I'm sure I heard it but it was so quick I can't be sure. I wanted to hear a lot more but if the reporter had asked him to elaborate, the news editor obviously didn't think it important. St Kentigern was the villain in this year's school rugby poaching story.
St Kent's sounds like an interesting school. It's made itself an academy for more sports than rugby. I was watching Chelsea Cup tennis at our club one evening recently and got talking to the parents of a young woman playing in our team, Kelly Drew. They said the same thing, she wouldn't have got to where she did (playing college tennis in the United States) if she hadn't gone to St Kent's.
Many of the players in the just-completed Chelsea Cup, the North Shore's top tennis competition, this year were at St Kent's, or at Westlake Boys or Girls' High Schools or one of very few other schools where talented juniors can go to learn the game in the company of others as good and keen as them.
At the same time, one or two high schools nearby can not muster a tennis team, I hear, and have not many boys playing rugby either. Basketball is the big game at Rangitoto College, for example. Should anyone be worried? Not to my way of thinking, not if there are plenty of opportunities for students to get into a school that most suits their talents whether those be sporting, musical, literary, scientific, entrepreneurial, theatrical ... the more the better.
But my way of thinking is clearly not shared by those making education policy for the present Government or, to my surprise, by the Auckland rugby fraternity. When rival schools threatened not to play with St Kents this season because it was finding a way around their agreed poaching restrictions, just about everybody who commented on the issue sided with its rivals.
They were concerned that the First XVs of other schools were losing their best players, thus depriving lesser players of the benefits of playing with the best, and they were most concerned that the Auckland's premier secondary schools' rugby competition was becoming less evenly matched. What astonished me was the almost total exclusion of consideration of the talented individual.
The same is true of education in general. Educational theorists are always telling us the state school system is designed to ensure every child can reach his or her potential. But they don't mean it. They care much more about children as a collective called schools than they do about them as individuals. The recommendations of the task force that has reviewed the system for Education Minister Chris Hipkins are all about the interests of schools.
Everything in the task force's scheme is designed to reduce distinctions between schools and limit parents' choice so that all schools might retain the numbers of pupils and range of abilities in their locality.

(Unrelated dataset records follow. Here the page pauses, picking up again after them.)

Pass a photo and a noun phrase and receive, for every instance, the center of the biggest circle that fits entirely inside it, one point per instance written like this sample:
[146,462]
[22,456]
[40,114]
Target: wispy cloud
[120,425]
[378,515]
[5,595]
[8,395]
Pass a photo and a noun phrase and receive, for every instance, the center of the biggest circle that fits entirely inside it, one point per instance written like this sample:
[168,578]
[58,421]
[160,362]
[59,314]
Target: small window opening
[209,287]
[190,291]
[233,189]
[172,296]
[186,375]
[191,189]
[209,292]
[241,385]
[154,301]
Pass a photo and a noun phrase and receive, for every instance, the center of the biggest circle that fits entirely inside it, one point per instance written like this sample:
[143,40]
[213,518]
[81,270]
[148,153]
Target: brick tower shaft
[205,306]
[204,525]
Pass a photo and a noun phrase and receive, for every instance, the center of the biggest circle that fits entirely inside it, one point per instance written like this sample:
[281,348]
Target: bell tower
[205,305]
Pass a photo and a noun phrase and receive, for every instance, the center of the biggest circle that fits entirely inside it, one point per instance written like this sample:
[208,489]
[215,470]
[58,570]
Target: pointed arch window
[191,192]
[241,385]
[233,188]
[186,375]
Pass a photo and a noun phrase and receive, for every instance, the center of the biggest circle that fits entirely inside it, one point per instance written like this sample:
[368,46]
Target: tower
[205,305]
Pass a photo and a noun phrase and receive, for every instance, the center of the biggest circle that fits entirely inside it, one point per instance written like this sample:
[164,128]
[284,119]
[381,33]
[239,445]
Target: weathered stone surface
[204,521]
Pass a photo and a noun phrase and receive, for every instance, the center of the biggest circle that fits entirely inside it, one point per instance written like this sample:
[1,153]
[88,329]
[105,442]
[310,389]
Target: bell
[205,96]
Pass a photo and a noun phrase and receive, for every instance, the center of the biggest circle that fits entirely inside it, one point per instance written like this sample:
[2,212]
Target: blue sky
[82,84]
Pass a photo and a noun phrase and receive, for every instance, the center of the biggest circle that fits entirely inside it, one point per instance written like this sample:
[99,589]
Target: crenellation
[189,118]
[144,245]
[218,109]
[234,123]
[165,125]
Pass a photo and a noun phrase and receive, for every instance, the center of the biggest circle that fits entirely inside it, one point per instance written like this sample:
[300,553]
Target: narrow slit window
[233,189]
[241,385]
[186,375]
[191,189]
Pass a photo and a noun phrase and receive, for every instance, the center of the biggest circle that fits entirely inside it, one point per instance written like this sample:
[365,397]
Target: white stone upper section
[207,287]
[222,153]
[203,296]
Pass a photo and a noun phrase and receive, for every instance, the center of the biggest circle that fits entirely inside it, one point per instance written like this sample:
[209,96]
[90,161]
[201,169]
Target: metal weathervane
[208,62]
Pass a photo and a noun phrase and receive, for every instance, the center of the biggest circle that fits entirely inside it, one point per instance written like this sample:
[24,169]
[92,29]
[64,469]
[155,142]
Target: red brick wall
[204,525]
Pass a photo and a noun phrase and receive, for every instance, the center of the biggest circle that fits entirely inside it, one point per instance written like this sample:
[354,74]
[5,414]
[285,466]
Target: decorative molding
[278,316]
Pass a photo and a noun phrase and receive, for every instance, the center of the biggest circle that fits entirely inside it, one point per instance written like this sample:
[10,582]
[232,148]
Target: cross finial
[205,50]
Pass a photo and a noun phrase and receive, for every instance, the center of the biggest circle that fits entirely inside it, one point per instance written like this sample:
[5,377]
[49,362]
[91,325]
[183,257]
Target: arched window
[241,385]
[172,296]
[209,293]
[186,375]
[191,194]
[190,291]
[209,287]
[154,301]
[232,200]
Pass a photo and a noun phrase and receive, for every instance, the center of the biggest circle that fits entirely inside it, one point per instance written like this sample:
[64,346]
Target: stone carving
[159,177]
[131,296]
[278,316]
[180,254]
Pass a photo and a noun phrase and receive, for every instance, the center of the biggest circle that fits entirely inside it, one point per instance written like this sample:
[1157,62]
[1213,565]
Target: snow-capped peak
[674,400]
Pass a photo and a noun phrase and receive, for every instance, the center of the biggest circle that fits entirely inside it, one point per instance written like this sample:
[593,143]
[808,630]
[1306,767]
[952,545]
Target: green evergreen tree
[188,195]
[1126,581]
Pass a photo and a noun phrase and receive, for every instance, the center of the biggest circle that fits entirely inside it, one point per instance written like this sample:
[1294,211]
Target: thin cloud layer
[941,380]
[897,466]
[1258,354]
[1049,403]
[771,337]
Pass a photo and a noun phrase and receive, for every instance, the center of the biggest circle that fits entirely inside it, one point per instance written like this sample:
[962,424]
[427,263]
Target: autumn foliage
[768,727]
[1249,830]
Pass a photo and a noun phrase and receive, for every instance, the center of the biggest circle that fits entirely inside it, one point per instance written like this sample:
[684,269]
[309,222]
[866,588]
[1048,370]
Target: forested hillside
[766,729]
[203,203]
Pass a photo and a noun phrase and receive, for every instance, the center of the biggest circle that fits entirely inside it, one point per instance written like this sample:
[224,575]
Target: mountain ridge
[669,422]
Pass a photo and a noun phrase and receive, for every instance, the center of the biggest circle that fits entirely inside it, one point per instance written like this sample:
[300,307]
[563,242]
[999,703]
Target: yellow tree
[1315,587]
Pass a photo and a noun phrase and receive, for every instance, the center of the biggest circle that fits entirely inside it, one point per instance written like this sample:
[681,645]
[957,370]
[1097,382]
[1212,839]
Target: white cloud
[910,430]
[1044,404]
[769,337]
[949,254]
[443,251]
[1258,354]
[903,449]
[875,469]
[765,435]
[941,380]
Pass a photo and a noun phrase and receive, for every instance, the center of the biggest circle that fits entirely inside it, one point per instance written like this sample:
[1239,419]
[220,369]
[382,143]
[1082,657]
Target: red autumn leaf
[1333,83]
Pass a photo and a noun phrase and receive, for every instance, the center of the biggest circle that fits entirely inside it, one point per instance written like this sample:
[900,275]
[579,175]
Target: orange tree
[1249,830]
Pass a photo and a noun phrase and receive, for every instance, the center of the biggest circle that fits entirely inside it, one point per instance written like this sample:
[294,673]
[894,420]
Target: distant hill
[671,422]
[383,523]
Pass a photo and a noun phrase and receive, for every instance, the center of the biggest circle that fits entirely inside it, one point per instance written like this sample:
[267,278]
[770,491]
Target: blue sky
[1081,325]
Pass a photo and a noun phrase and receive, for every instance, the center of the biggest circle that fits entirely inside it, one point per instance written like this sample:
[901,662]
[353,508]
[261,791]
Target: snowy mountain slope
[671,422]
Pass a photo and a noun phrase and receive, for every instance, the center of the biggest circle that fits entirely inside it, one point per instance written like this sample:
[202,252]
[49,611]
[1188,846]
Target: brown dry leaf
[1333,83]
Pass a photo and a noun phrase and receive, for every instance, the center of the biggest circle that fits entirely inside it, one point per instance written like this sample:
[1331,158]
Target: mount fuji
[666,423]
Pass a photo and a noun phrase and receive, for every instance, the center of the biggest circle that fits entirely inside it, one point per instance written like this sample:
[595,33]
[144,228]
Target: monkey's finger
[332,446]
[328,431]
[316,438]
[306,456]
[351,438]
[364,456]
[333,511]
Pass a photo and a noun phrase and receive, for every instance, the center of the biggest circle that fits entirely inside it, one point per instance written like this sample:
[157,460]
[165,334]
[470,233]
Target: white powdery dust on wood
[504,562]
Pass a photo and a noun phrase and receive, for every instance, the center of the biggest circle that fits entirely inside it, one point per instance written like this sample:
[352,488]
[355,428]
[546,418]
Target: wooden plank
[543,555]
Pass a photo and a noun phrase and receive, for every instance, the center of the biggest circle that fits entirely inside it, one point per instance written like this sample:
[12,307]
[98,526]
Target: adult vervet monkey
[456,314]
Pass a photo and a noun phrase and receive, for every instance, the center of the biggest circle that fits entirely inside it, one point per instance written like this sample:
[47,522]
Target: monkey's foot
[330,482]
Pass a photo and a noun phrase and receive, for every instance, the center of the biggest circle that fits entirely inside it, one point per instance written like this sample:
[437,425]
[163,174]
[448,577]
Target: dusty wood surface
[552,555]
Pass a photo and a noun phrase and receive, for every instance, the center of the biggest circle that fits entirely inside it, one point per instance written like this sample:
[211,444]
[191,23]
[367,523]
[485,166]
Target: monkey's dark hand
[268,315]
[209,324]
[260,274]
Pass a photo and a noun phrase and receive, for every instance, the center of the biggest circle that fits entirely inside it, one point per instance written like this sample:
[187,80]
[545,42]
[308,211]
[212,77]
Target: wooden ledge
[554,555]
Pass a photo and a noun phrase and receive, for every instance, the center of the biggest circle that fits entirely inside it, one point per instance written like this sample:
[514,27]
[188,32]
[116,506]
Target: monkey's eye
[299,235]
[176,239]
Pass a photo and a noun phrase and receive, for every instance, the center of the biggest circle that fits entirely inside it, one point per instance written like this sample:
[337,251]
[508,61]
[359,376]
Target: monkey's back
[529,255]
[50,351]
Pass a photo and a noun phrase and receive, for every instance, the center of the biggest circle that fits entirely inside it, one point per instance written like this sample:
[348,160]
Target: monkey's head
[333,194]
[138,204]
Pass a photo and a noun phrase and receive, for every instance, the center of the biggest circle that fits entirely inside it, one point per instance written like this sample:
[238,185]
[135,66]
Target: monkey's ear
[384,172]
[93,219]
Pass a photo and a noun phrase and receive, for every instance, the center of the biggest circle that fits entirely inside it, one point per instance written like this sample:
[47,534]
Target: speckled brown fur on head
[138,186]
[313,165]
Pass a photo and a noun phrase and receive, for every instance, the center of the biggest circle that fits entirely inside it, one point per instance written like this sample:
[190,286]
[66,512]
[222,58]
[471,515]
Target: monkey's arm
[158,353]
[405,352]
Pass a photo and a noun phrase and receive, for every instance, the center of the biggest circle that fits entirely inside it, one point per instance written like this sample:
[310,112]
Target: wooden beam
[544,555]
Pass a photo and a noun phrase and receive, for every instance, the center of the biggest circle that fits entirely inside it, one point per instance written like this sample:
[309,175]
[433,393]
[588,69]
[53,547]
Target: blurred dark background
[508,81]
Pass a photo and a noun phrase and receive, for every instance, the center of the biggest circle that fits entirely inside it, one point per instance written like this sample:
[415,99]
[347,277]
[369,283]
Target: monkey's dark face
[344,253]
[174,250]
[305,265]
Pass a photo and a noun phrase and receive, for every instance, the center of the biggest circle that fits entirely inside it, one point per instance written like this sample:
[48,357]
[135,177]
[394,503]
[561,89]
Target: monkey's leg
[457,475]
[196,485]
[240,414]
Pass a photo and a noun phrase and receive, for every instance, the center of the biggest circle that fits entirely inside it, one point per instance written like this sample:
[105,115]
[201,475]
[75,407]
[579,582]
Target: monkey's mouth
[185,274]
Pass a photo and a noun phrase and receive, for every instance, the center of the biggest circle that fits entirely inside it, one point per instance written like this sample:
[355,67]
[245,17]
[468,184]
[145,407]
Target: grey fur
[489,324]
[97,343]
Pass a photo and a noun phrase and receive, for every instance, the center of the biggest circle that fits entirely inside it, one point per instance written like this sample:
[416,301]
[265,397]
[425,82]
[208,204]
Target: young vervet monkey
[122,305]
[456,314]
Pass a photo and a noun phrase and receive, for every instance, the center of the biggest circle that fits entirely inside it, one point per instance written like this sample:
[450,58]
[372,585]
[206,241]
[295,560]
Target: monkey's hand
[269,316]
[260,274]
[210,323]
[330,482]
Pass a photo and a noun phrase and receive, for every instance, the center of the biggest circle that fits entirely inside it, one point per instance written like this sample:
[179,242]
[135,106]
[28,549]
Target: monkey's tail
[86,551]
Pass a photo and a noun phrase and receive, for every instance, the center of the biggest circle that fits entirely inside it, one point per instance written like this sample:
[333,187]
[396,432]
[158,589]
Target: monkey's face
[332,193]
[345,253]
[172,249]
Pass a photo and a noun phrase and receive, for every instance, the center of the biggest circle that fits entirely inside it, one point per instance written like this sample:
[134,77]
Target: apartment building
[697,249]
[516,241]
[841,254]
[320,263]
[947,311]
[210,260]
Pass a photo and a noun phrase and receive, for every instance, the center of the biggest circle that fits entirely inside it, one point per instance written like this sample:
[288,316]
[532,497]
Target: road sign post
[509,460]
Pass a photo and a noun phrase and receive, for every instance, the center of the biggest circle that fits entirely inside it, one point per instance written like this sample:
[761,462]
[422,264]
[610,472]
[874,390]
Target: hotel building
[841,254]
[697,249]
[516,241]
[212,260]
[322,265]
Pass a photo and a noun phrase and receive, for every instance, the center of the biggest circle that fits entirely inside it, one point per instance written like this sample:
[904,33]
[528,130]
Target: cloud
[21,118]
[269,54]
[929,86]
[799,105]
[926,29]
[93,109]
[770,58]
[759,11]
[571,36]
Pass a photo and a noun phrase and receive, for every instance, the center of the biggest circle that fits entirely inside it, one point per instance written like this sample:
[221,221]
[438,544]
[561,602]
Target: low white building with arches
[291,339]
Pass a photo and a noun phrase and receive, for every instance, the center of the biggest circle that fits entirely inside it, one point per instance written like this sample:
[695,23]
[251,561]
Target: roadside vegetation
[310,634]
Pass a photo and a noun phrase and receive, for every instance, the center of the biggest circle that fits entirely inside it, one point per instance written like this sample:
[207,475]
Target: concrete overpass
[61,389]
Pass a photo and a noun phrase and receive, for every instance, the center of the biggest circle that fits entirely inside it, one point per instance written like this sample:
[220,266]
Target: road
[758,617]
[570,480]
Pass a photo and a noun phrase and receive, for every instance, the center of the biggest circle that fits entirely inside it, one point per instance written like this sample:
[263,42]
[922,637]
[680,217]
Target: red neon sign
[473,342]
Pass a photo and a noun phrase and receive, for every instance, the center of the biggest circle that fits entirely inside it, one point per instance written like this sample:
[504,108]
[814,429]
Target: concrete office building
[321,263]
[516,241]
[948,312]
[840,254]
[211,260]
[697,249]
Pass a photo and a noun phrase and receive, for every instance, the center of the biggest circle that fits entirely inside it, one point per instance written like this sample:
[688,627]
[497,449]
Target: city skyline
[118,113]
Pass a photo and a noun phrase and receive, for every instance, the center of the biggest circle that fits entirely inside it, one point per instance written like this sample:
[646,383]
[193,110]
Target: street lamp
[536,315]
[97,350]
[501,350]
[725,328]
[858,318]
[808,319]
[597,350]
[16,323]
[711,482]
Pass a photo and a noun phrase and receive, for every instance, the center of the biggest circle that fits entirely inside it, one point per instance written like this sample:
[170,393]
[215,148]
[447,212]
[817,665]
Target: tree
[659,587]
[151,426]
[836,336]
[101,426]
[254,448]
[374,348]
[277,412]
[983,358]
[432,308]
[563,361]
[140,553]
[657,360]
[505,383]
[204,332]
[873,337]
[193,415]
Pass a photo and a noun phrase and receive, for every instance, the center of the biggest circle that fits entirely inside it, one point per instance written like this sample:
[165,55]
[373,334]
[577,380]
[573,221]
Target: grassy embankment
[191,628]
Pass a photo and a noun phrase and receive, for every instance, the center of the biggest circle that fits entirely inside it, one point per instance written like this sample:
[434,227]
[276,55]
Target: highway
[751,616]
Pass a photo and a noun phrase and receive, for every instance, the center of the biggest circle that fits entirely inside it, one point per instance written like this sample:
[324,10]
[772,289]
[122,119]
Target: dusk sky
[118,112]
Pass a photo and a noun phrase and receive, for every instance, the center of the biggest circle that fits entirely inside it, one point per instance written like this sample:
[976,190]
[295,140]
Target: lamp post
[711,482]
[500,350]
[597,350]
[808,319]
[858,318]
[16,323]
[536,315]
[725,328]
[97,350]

Educational egalitarians argue that talented individuals also do well in that environment. But the testimony of Dalton Papali'i, a standout player for his previous school's First XV, suggests they do not do as well as they could. On the 1News website he is quoted saying of St Kent's, "I love that school. If it wasn't for that school I wouldn't be here. I would probably be a tradie or something."
He said the school had "a winning culture" and he felt it gave him "professionalism at a young age". Kelly Drew told me the same thing. Winning meant everything there, she said.
But clearly not quite everything because she is also a thoroughly pleasant young woman. In fact, all the young products of school tennis academies that I have watched on our courts during this Chelsea Cup have been not just controlled accurate players (rare in teenage tennis) but have displayed strong, calm professional temperaments, which did not used to be characteristic of our sport.
The same can be said of Dalton Papali'i on the evidence of his TV appearance with Caleb Clarke after the Blues beat the Waratahs. Both sounded like well-rounded, well-grounded individuals and Papali'i, the more confident speaker, made sure his team mate got equal time.
I'm not sure a winning culture and professionalism are among the values approved for schools by educational egalitarians but I'm glad we have schools that develop those attributes and I hope they do not become confined to private schools. That is what may happen if all state schools become places of general mediocrity, subservient to "hubs" of central power.
Really, we need more like St Kent's.